# Predicting Academic Performance
## CSC2034
### Cameron Trotter (c.trotter2@ncl.ac.uk)

Now that we have played around with a few toy examples, let's take a look at tackling a real dataset. In this notebook we will work with the [Academic Performance dataset](https://www.kaggle.com/aljarah/xAPI-Edu-Data) from Kaggle. If after these sessions you want to expand your knowledge in your own time, Kaggle contains wide arrange of datasets and competitions for you to try. 

Unlike our synthetic dataset, the Academic Performance dataset contains more than two classes and a wide range of features. We will use this to help you understand the concept of overfitting, cross validation, and how to combat these through ensemble methods. 

### Google Colab Setup

All of the notebooks you will be running in these lab sessions are designed to be ran using [Google Colab](https://colab.research.google.com/). For setup instructions, see this repo's README. 

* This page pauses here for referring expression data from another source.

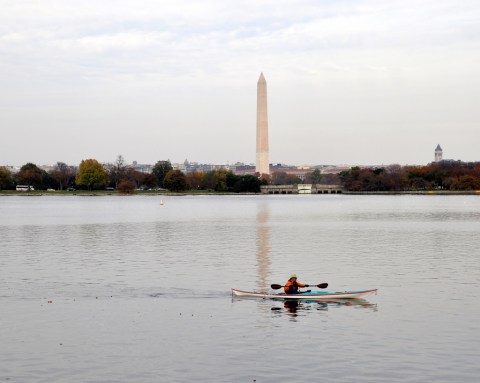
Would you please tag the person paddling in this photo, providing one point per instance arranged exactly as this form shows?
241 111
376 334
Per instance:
291 287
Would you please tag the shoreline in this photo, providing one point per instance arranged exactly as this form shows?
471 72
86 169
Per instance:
100 193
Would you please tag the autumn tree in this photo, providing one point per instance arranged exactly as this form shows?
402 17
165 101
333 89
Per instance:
31 175
160 170
195 180
117 171
91 175
62 174
314 177
126 186
175 181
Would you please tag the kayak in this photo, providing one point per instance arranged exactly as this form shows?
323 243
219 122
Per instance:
311 295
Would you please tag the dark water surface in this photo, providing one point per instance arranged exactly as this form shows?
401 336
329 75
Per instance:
140 292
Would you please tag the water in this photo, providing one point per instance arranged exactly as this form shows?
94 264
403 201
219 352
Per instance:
123 289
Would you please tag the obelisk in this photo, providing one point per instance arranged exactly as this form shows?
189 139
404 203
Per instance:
262 165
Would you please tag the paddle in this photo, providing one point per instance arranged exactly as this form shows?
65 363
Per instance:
320 286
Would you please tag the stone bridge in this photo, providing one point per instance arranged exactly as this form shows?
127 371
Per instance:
301 189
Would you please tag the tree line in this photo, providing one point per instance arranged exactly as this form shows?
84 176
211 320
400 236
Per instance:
92 175
443 175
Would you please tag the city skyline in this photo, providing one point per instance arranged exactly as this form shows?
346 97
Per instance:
352 82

In order to make things work on colab, we need to clone this repo and then (in another cell because colab dictates this...) move into the repo directory.

In [None]:
!git clone https://github.com/Trotts/csc2034-ds-demos.git

In [None]:
import os
os.chdir('csc2034-ds-demos')

### Importing Data

First, let's import the Academic Performance dataset. For ease, I have downloaded the dataset and cleaned it up. In data science, cleaning data is an important but time consuming task, and as such I don't expect you to do it here; it would take far too long for the time we have. When working with textual datasets, it is highliy likely it will be provided to you as a CSV file. We can use [pandas](https://pandas.pydata.org/) to create a DataFrame object based on the CSV file we import. Most data science packages will be able to handle DataFrames as input. 

In [None]:
import pandas as pd

path = './data/academic_performance_clean.csv'

dataset = pd.read_csv(path, header = 0)

Let's examine the dataset to better understand the format and what it contains.

In [None]:
print(f"Number of examples: {dataset.shape[0]}")
print(f"Number of features: {dataset.shape[1]}")
print(f"List of features:\n\t{dataset.columns}")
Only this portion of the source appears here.